Registered: 12/01/09
Posts: 80
Surely this question has been asked a few thousand times and I apologize for probably doing it again but I'm struggling to make decisions. I have been following recent and upcoming lab litters for a few months as I have decided it's time for another dog. I have never been fully into Hunt Tests etc. My last dog I had professionally trained as a gundog. We hunted all sorts of birds and he was a wonderful pet. I didn't know much about Hunt Tests and Field Trials at the time so we never got into that arena. I feel confident he could have received his JH with the level of schooling he had. And probably his SH if we had gone back to school for a few months. (but that's totally besides the point... and I'm biased). He had a nice bloodline of titled dogs... The Boss was his GrandSire and a Watermark MH was his Sire. Regardless, he was a great all-round dog and I miss him dearly. So, it's time for a new one.

I find it to be very stressful to find the right litter. I want a great hunting companion but I also want a great family companion. In fact, the family companion might even be more important. I know I will have him/her professionally trained but I can't say to what level. JH - yes, SH- I hope, MH- that would be cool but I don't know if I want the dog at school for that much time (and money eek) . Mainly because I also really love hanging out with my dogs and doing working on retrieving skills he learned at school, going to the store, going to the lake, etc. I love my pup just being my buddy. Does this make me a bad lab person? Some breeders/trainers tend to think so? Or at least they make me feel that way.

So in searching for a litter, I want a good looking black lab. Nice head, but also fairly lean build.

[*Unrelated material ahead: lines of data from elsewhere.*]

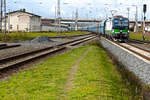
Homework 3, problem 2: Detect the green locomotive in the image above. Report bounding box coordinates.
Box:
[100,16,129,41]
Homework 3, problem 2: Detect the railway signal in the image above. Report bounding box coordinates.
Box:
[143,4,147,40]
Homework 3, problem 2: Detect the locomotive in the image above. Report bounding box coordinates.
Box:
[99,16,129,41]
[69,16,130,42]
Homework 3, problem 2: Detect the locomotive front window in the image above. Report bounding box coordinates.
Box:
[113,19,129,29]
[121,20,129,26]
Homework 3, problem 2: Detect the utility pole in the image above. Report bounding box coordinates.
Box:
[4,0,6,37]
[75,9,78,31]
[134,5,138,32]
[8,9,10,34]
[57,0,61,32]
[0,0,3,33]
[143,4,147,40]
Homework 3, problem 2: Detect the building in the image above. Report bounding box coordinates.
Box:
[3,9,41,32]
[41,18,69,32]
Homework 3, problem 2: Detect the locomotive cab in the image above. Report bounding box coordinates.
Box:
[112,17,129,40]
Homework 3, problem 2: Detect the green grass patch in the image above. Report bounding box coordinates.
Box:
[0,31,87,42]
[0,45,142,100]
[68,46,142,100]
[130,32,150,40]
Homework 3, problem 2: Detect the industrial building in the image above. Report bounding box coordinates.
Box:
[3,9,41,32]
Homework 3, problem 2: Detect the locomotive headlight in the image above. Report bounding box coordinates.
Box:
[112,30,115,33]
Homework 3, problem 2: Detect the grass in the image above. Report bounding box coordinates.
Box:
[0,45,142,100]
[130,31,150,40]
[0,31,87,42]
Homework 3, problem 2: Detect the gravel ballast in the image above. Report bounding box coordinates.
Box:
[100,37,150,85]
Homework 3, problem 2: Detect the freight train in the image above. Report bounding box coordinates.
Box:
[69,16,129,42]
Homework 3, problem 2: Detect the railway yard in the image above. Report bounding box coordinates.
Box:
[0,33,150,100]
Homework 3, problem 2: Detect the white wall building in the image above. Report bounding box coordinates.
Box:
[3,9,41,32]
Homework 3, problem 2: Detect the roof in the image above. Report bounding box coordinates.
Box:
[9,9,41,17]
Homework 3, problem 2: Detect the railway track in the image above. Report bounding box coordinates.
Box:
[128,39,150,44]
[49,33,91,38]
[104,37,150,61]
[0,34,96,73]
[0,44,21,50]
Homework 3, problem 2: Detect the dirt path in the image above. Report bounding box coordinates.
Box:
[61,47,92,97]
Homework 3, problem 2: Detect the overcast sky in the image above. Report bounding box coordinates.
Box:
[7,0,150,20]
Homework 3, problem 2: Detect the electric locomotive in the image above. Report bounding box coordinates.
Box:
[100,16,129,41]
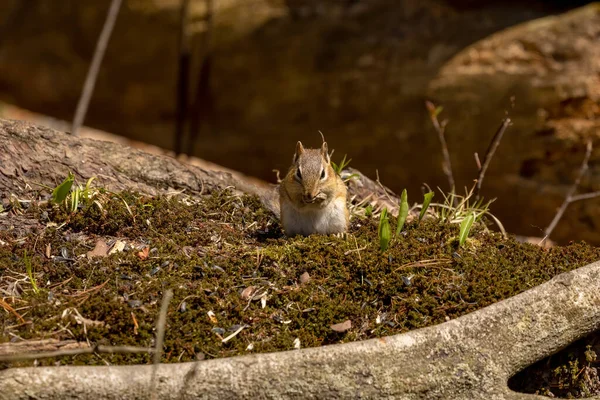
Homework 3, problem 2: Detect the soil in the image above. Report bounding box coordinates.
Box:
[0,186,600,396]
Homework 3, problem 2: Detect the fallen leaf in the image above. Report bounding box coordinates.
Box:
[240,286,256,300]
[206,311,218,324]
[330,319,352,332]
[86,240,109,258]
[300,272,310,284]
[138,247,150,260]
[108,240,125,255]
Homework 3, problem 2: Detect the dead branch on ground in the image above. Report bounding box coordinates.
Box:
[150,289,173,399]
[474,117,511,200]
[539,140,600,245]
[425,101,455,193]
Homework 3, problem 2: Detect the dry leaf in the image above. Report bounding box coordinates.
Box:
[206,311,218,324]
[138,247,150,260]
[87,239,109,258]
[240,286,256,300]
[108,240,125,255]
[330,320,352,332]
[300,272,310,284]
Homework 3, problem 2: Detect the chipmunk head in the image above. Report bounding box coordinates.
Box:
[291,142,335,204]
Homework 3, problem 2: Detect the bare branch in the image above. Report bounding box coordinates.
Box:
[71,0,122,136]
[474,118,511,200]
[150,289,173,399]
[190,0,215,151]
[173,0,191,155]
[0,345,156,362]
[425,101,455,192]
[540,140,600,241]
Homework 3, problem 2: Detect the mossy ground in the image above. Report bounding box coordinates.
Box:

Some of the English Labradors get a little too bulky for my liking. I also want the drive to retrieve and I also want the infamous off-switch.

So, when searching for a litter I am currently looking at Hunt Test/FT bloodlines with good "lab" looks. But where do I stop? Are field champion bloodlines too much dog for what I want? For instance, I have heard to stay away from "Cosmo" bloodlines and some others. I have been told those dogs and their offspring are too intense for what I want. I love knowing these things. I would agree.

So, am I doing this correctly? Or should I be looking at less titled bloodlines? I know that bloodlines of both the Sire and Dam are vitally important. But if I am not looking to have a Field Champion, do I need a dog sired by one?

I feel like a dog that has achieved MH and FC or whatever are still very much worth looking into (even if I don't plan on doing FT's) because they should still be great dogs simply because they have the trainability in their bloodlines and that means a lot for hunting, etc but I would think that also means a lot for the dog learning how to be a good home citizen as

I know I don't have an exact question but I think you can catch on the what I am asking. I have a feeling the answer is going to be "talk to a reputable breeder and they will get you the right dog with an off switch." I guess I am needing more than that answer. Can anyone help me out? It's stressing me out. hahaha. Thanks in advance.

Edited by triggerbowtx (04/15/15 12:55 PM)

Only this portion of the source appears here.